We’ve all heard the expression cash is king. And there’s some truth to that, particularly in a crisis.

Most pension schemes hold a small amount of cash in the trustee bank account. The amount they hold is typically sized to cover near-term pension payments plus a buffer to cover some ad-hoc or unforeseen expenses. When cash balances run low, trustees top them up by:

  1. Using contributions from the sponsor
  2. Using income from the investment portfolio like coupons on bonds, distributions from properties
  3. Selling investment assets to raise cash

There are a few reasons cash management is becoming more difficult for some schemes.

Difficulties could arise from demands for cash as well as sources of cash. On the demand side, there’s some anecdotal evidence there’s been a recent increase in:

  • Transfers out, acceptance of ETV offers, lump sums at retirement
  • As members, themselves, put a premium on near-term cashflow
  • Perhaps exacerbated by anxiety about security of their benefits or health of the sponsor

On the sourcing side:, I spoke earlier about using investment income or selling assets. Some sources of income could slow or stop. For example:

  • Some private equity and credit funds could slow their distributions
  • As they defer the sale of assets, by choice or necessity
  • Some property funds have already been suspended, turning off income for investors

In terms of selling investment assets, there are two potential difficulties

  1. Many assets have fallen significantly
  2. Equities are down 20% YTD and corporate bonds are down 7-10%
  3. So selling these assets would crystallise the loss
  4. Liquidity has deteriorated
  5. Making it harder and more expensive to sell some asset

So what can trustees do if they’re feeling a cash squeeze?
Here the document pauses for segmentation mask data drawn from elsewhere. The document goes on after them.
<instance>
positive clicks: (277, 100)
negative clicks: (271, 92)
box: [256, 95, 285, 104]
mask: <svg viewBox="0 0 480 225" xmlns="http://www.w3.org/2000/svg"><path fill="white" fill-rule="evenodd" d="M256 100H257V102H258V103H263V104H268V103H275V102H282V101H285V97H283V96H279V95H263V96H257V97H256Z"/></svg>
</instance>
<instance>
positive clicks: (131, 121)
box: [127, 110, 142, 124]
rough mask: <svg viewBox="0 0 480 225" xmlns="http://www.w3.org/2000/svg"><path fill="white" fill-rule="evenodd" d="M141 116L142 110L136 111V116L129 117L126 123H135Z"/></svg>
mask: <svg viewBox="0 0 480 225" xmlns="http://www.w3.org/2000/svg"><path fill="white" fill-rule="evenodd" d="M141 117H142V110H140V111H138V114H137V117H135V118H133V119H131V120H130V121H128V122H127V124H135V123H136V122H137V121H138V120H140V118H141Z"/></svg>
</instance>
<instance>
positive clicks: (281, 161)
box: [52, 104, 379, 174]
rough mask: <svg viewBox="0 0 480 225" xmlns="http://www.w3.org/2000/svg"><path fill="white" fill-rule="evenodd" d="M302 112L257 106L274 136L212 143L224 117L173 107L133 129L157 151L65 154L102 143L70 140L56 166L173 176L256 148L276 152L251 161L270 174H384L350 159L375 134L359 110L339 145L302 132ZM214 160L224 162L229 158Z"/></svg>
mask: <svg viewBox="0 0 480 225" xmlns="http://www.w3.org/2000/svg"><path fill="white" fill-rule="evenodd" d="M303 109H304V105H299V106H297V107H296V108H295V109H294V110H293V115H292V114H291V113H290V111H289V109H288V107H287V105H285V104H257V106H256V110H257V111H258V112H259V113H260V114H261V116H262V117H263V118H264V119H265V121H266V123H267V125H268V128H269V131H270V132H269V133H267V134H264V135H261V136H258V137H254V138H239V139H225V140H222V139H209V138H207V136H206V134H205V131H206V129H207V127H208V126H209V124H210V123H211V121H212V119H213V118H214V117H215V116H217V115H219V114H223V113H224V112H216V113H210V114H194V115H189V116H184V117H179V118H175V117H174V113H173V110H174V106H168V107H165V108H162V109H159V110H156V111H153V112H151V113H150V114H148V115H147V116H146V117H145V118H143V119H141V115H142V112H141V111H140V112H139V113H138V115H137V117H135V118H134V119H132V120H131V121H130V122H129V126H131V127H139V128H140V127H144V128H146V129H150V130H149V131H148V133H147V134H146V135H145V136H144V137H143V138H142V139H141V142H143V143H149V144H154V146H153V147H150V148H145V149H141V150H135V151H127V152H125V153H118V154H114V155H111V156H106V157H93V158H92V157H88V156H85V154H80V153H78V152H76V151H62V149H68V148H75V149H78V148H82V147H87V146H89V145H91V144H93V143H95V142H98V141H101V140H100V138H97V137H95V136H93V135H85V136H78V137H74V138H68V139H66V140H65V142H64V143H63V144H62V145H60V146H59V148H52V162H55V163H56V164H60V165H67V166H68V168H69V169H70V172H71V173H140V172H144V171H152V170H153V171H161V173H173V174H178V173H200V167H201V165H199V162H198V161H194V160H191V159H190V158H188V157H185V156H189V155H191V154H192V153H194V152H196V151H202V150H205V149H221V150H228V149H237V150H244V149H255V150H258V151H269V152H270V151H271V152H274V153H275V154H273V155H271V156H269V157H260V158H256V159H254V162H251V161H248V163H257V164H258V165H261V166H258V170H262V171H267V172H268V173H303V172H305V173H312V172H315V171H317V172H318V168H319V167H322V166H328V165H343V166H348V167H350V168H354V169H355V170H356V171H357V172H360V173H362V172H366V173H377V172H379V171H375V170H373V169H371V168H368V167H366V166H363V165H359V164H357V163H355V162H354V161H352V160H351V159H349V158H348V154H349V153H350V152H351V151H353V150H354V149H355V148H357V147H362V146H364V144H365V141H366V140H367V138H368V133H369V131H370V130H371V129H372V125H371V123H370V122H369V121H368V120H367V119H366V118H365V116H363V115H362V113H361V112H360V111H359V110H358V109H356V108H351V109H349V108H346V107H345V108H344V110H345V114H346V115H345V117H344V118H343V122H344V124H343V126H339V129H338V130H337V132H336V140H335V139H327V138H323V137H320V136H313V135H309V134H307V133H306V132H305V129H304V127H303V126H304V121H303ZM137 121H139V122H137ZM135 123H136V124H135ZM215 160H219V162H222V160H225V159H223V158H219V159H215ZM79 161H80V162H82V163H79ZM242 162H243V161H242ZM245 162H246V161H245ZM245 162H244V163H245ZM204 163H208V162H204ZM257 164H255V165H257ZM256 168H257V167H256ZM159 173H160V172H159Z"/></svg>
I wanted to share two ideas with you.It’s possible they have already occurred to you:

The first idea is to sell equities and ask a manager to recreate exposure using derivatives

In practice you would:

  • Sell shares or units in equity funds
  • Receive proceeds in cash which you can use to meet your requirements
  • Simultaneously, ask a manager to recreate or synthesise equity exposure
  • Likely using vanilla derivatives like exchange-traded equity futures
  • These futures are liquid, inexpensive to transact, need not expose the scheme to bank counterparties
  • Because you’re selling and buying equities at the same time, you would not crystallise a loss
  • Your LDI manager, or another who uses derivatives for you, is best placed to help

The second idea is similar, but uses your liability hedging portfolio rather than equities. In practice, you would:

  • Sell some physical holdings in gilts or index-linked gilts
  • Receive proceeds in cash which you can use to meet your requirements
  • Simultaneously, ask your LDI manager to recreate or synthesise interest rate or real yield exposure
  • Likely using vanilla derivatives like total return swaps
  • This idea is like increasing the loan-to-value ratio on a home mortgage
  • It would work best for schemes whose liability hedging programmes
  • Don’t already rely heavily on borrowing

I’ve shared two ideas with you. Both could be used effectively by most schemes, but they’re not no-brainers. There are some practical issues and risks trustees and their advisors would want to consider first. The biggest of these is to ensure you still have enough collateral to support margin requirements on the new derivatives.

In summary, cash and liquidity can be really helpful to schemes, particularly in a crisis. There are ways to raise cash from investments to improve flexibility without crystallising losses. Some schemes, particularly those with LDI arrangements that use derivatives, could implement either idea quickly. For others, it may be more difficult to make arrangements at short notice. But both ideas are worth considering, perhaps to ensure your scheme is prepared for the next crisis.